Between mid-2017 and mid-2021 the Zambian currency depreciated by over 150% against the US dollar, contributing to consumer price inflation peaking at 25% in July 2021. But more recently, the Zambian kwacha appreciated 27% against the US dollar during 2021. The Zambian government is trying to tackle $17 billion in external debt and is in talks with creditors ranging from holders of $3 billion in Eurobonds to $5.8 billion owed to China. The currency of Africa’s second-biggest copper producer has been buoyed by near-record global prices for the metal, which makes up more than 70% of their export earnings and which has helped boost Zambia’s trade surplus.
Evaluate the possible impact on the Zambian economy of an appreciation in the value of their currency. (25 marks)
KAA Point 1
If Zambia’s currency rises in value, one possible impact is a fall in their very high inflation rate which reached 25% in 2021. This is because a stronger currency makes imports cheaper, so for example, imports of medicines, foodstuffs and components for manufacturing will become cheaper.
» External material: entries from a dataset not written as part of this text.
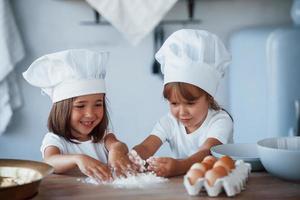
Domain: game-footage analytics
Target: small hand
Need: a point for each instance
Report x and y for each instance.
(163, 166)
(93, 168)
(139, 163)
(120, 162)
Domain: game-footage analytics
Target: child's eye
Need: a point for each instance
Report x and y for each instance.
(79, 106)
(190, 103)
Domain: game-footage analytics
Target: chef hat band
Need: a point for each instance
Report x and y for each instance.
(74, 88)
(192, 56)
(71, 73)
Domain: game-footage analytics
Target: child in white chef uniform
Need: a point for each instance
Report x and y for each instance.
(78, 121)
(193, 62)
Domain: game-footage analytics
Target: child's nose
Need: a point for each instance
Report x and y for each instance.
(89, 112)
(182, 110)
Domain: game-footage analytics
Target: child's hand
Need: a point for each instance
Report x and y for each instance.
(120, 162)
(137, 160)
(165, 166)
(93, 168)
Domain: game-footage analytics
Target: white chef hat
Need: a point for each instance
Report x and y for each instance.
(69, 73)
(191, 56)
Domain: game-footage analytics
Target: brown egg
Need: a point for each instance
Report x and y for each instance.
(225, 162)
(212, 175)
(194, 174)
(201, 166)
(210, 160)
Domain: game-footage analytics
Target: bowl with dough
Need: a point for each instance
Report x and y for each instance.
(281, 156)
(240, 151)
(20, 179)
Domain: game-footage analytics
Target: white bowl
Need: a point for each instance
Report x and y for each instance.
(239, 151)
(281, 156)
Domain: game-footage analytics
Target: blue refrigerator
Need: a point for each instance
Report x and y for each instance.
(264, 83)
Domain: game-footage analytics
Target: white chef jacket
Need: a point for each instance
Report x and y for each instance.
(94, 150)
(217, 124)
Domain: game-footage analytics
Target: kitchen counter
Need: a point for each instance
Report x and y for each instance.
(260, 185)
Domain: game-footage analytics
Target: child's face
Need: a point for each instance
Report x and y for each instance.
(87, 113)
(190, 113)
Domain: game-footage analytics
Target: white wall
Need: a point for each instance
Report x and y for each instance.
(134, 93)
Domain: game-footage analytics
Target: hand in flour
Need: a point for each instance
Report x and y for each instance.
(139, 163)
(93, 168)
(163, 166)
(120, 162)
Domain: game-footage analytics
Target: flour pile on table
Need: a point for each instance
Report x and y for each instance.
(140, 180)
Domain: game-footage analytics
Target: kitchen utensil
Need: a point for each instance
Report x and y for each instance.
(281, 156)
(29, 173)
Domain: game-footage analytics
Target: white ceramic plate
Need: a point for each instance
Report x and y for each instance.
(240, 151)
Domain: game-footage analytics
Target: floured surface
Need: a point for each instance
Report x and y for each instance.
(140, 180)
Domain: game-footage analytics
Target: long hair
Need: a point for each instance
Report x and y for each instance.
(191, 93)
(59, 121)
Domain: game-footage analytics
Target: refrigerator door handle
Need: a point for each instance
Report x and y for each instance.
(297, 112)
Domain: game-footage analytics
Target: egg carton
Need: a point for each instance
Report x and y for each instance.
(232, 184)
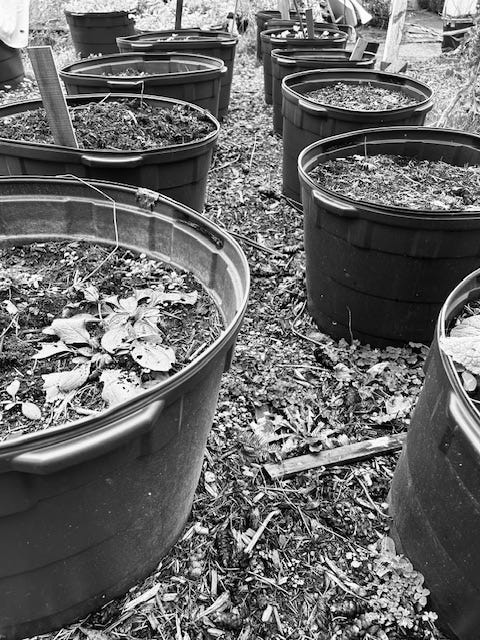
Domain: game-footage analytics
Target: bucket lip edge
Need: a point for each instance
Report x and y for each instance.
(413, 82)
(211, 137)
(425, 214)
(72, 429)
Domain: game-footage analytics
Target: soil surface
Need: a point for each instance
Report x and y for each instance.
(82, 328)
(365, 97)
(402, 181)
(124, 125)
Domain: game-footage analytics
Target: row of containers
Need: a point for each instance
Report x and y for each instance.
(388, 276)
(87, 509)
(379, 273)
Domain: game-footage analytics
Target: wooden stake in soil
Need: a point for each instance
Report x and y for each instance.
(359, 49)
(309, 21)
(284, 8)
(178, 14)
(394, 31)
(52, 96)
(340, 455)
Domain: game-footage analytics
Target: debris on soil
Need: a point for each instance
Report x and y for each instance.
(125, 125)
(83, 327)
(402, 181)
(361, 97)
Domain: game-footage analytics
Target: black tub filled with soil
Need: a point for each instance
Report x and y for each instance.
(157, 143)
(189, 77)
(391, 224)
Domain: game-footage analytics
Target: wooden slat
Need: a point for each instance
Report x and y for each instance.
(359, 49)
(395, 30)
(340, 455)
(178, 14)
(309, 21)
(53, 97)
(284, 8)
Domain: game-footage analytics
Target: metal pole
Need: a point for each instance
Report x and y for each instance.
(178, 14)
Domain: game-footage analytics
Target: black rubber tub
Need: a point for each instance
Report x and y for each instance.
(288, 61)
(327, 36)
(263, 18)
(179, 171)
(382, 273)
(435, 496)
(11, 66)
(306, 121)
(96, 33)
(88, 509)
(215, 44)
(185, 76)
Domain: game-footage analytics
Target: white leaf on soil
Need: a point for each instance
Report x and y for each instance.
(13, 388)
(72, 330)
(31, 411)
(464, 350)
(118, 386)
(50, 349)
(155, 357)
(116, 338)
(58, 384)
(12, 310)
(469, 381)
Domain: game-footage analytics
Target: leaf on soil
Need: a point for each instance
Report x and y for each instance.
(72, 330)
(118, 386)
(31, 411)
(58, 384)
(50, 349)
(155, 357)
(12, 310)
(117, 338)
(13, 388)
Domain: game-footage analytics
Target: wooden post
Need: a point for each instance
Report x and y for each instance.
(52, 96)
(284, 8)
(178, 14)
(359, 49)
(394, 32)
(310, 25)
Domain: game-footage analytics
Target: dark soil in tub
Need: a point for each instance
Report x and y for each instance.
(83, 327)
(364, 97)
(402, 181)
(119, 125)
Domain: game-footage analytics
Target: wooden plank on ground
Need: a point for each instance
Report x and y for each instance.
(53, 97)
(178, 14)
(340, 455)
(359, 49)
(395, 30)
(284, 8)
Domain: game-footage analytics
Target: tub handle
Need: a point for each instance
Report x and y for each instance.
(124, 84)
(314, 109)
(111, 161)
(464, 422)
(63, 455)
(336, 207)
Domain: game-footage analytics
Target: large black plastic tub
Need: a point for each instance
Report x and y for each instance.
(11, 66)
(327, 36)
(89, 508)
(381, 273)
(179, 171)
(435, 493)
(96, 33)
(305, 120)
(184, 76)
(215, 44)
(285, 62)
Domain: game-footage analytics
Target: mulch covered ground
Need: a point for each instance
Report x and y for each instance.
(303, 556)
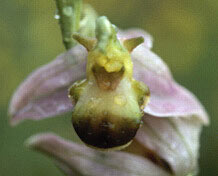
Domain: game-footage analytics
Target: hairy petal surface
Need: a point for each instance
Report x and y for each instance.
(168, 99)
(44, 92)
(74, 159)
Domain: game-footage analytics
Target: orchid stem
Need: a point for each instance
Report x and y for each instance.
(69, 14)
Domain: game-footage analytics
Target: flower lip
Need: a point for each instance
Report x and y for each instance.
(107, 132)
(107, 80)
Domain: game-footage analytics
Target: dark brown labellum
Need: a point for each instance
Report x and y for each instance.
(106, 133)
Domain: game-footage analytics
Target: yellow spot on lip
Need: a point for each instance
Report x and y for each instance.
(120, 100)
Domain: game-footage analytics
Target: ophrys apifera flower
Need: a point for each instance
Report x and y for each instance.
(106, 80)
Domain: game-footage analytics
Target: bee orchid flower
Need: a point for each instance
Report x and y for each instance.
(125, 86)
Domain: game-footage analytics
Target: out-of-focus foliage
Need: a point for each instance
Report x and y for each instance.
(185, 34)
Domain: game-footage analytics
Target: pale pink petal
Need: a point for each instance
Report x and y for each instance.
(168, 99)
(176, 140)
(75, 159)
(44, 92)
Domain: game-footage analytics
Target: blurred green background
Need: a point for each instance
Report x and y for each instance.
(185, 35)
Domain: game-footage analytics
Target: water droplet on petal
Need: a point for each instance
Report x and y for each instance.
(68, 11)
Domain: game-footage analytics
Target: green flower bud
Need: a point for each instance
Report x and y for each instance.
(109, 102)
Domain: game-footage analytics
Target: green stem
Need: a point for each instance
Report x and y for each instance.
(69, 12)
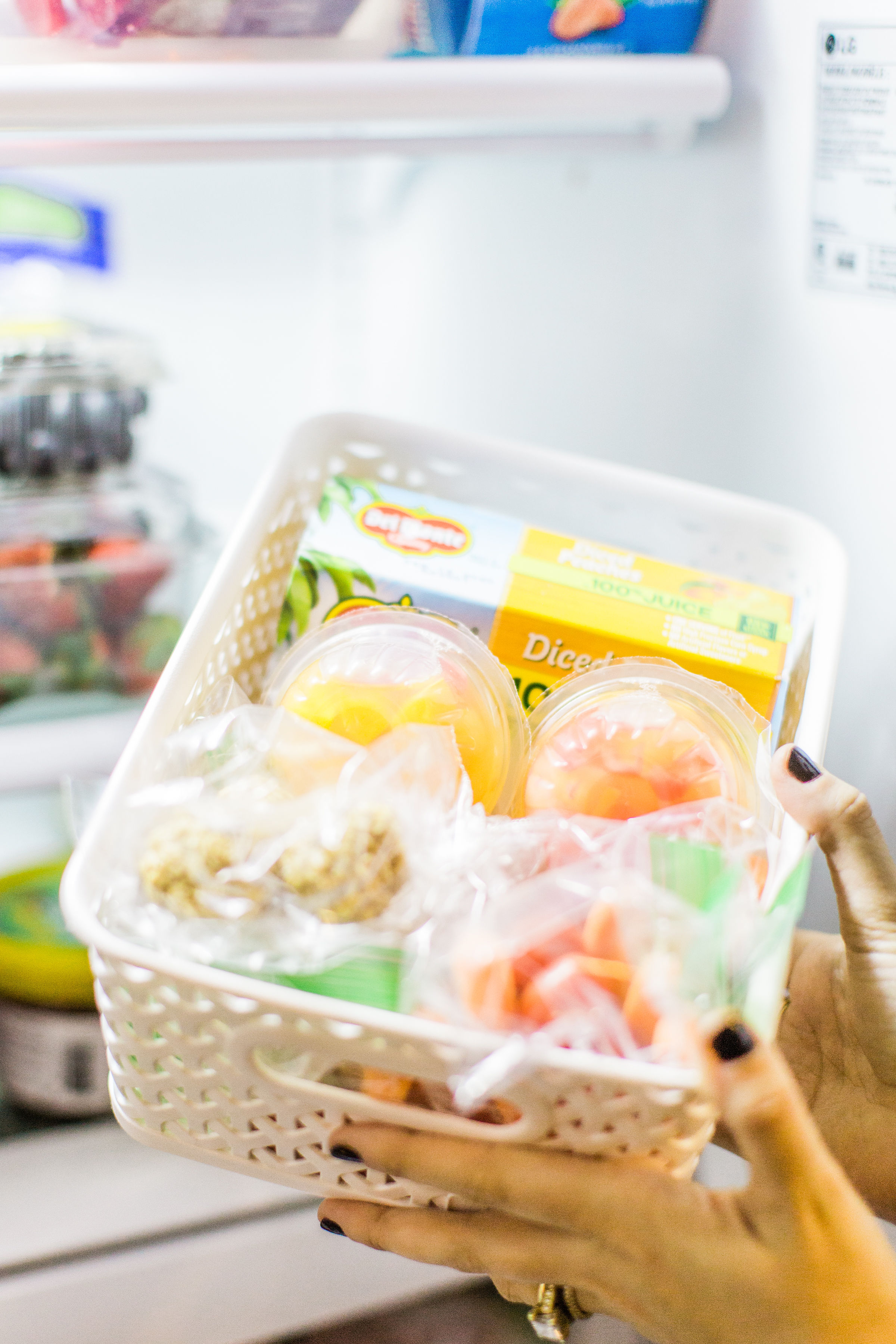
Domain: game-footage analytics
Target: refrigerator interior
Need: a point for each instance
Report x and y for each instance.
(645, 304)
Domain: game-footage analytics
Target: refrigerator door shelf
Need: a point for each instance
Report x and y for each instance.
(199, 99)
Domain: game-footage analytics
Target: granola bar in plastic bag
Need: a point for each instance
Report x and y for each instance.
(273, 847)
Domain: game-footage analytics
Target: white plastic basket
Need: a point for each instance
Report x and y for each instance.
(197, 1054)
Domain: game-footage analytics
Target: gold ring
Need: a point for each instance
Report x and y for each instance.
(555, 1311)
(573, 1304)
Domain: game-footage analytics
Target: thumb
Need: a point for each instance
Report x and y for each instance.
(840, 818)
(765, 1111)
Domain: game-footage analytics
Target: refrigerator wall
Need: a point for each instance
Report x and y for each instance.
(645, 306)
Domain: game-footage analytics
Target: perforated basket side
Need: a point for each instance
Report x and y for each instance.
(187, 1074)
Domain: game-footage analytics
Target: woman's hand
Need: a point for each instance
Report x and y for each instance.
(793, 1259)
(839, 1034)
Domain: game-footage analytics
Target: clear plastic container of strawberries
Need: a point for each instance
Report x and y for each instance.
(96, 551)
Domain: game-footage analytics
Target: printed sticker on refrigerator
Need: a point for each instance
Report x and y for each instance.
(853, 226)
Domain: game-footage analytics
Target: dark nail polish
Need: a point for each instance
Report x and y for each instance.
(346, 1154)
(802, 766)
(734, 1042)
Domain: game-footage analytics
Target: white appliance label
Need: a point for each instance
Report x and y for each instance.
(853, 232)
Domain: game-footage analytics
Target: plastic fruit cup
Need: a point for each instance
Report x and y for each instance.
(366, 674)
(638, 736)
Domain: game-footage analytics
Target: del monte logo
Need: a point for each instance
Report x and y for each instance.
(413, 531)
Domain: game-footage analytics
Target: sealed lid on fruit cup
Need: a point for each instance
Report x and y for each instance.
(40, 960)
(643, 734)
(364, 674)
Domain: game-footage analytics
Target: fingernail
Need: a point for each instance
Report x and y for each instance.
(346, 1154)
(802, 766)
(734, 1042)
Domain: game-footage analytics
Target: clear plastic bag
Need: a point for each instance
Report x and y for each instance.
(612, 936)
(276, 849)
This leads to an outward shift of short run aggregate supply (SRAS) which, ceteris paribus, will lead to a fall in cost-push inflationary pressures and improved real incomes. A fall in inflation might then encourage the Zambian central bank to lower their main monetary policy interest rates which can help to support Zambian economic growth.
Evaluation Point 1
The extent to which a strong currency will help bring down inflation in Zambia depends on the share of imports in their total GDP. Zambia is a low-middle income country and must import fuel and food which is often priced in US dollars. So, these costs should fall assuming overseas suppliers keep their prices constant. However, as the world economy recovers from the pandemic, global prices for food and energy are surging which might increase imported inflation for the Zambian economy. And rising export revenues from copper output might cause some demand-pull inflation especially if there is a positive output gap.
KAA Point 2
A second impact of an appreciation of Zambia’s currency is that their trade and current account surplus might improve in the short term. This is partly because the main reason for the appreciation is an increase in the world price of a major export copper. This has significantly improved Zambia’s terms of trade and increased their export earnings because copper has a low coefficient of price elasticity of demand. One of the immediate effects of a rising currency can be an inverted J-curve because imports are cheaper and export earnings remain high. This is shown in my analysis diagram. An improved trade surplus will then generate the extra US dollars needed to service Zambia’s $15bn of external debts and reduce the risk of default.
Evaluation Point 2
A counter argument is that an appreciating currency might worsen Zambia’s current account of the Balance of Payments in the medium term. One reason is that many Zambian copper mines are part-owned by TNCs and the higher profits they make from rising global prices may leave the economy causing a net outflow of property income. And whilst copper exports might be rising, other Zambian export sectors such as trucks, fertilizers and tourism might be hit by a strong currency with profits and planned investment falling due to a loss of price and cost competitiveness in overseas markets.
Final Reasoned Comment
The impact of an appreciating currency on the Zambian economy depends on why the exchange rate is increasing in value. It seems that theircurrency is highly correlated with the world price of their main export (copper accounts of 70% of exports). So, it is crucial that the Zambian government makes effective use of the increased US $ earnings, for example using taxation of higher profits from copper mining to invest in health and education to raise human development outcomes, improve overall competitiveness and reduce their primary product dependency.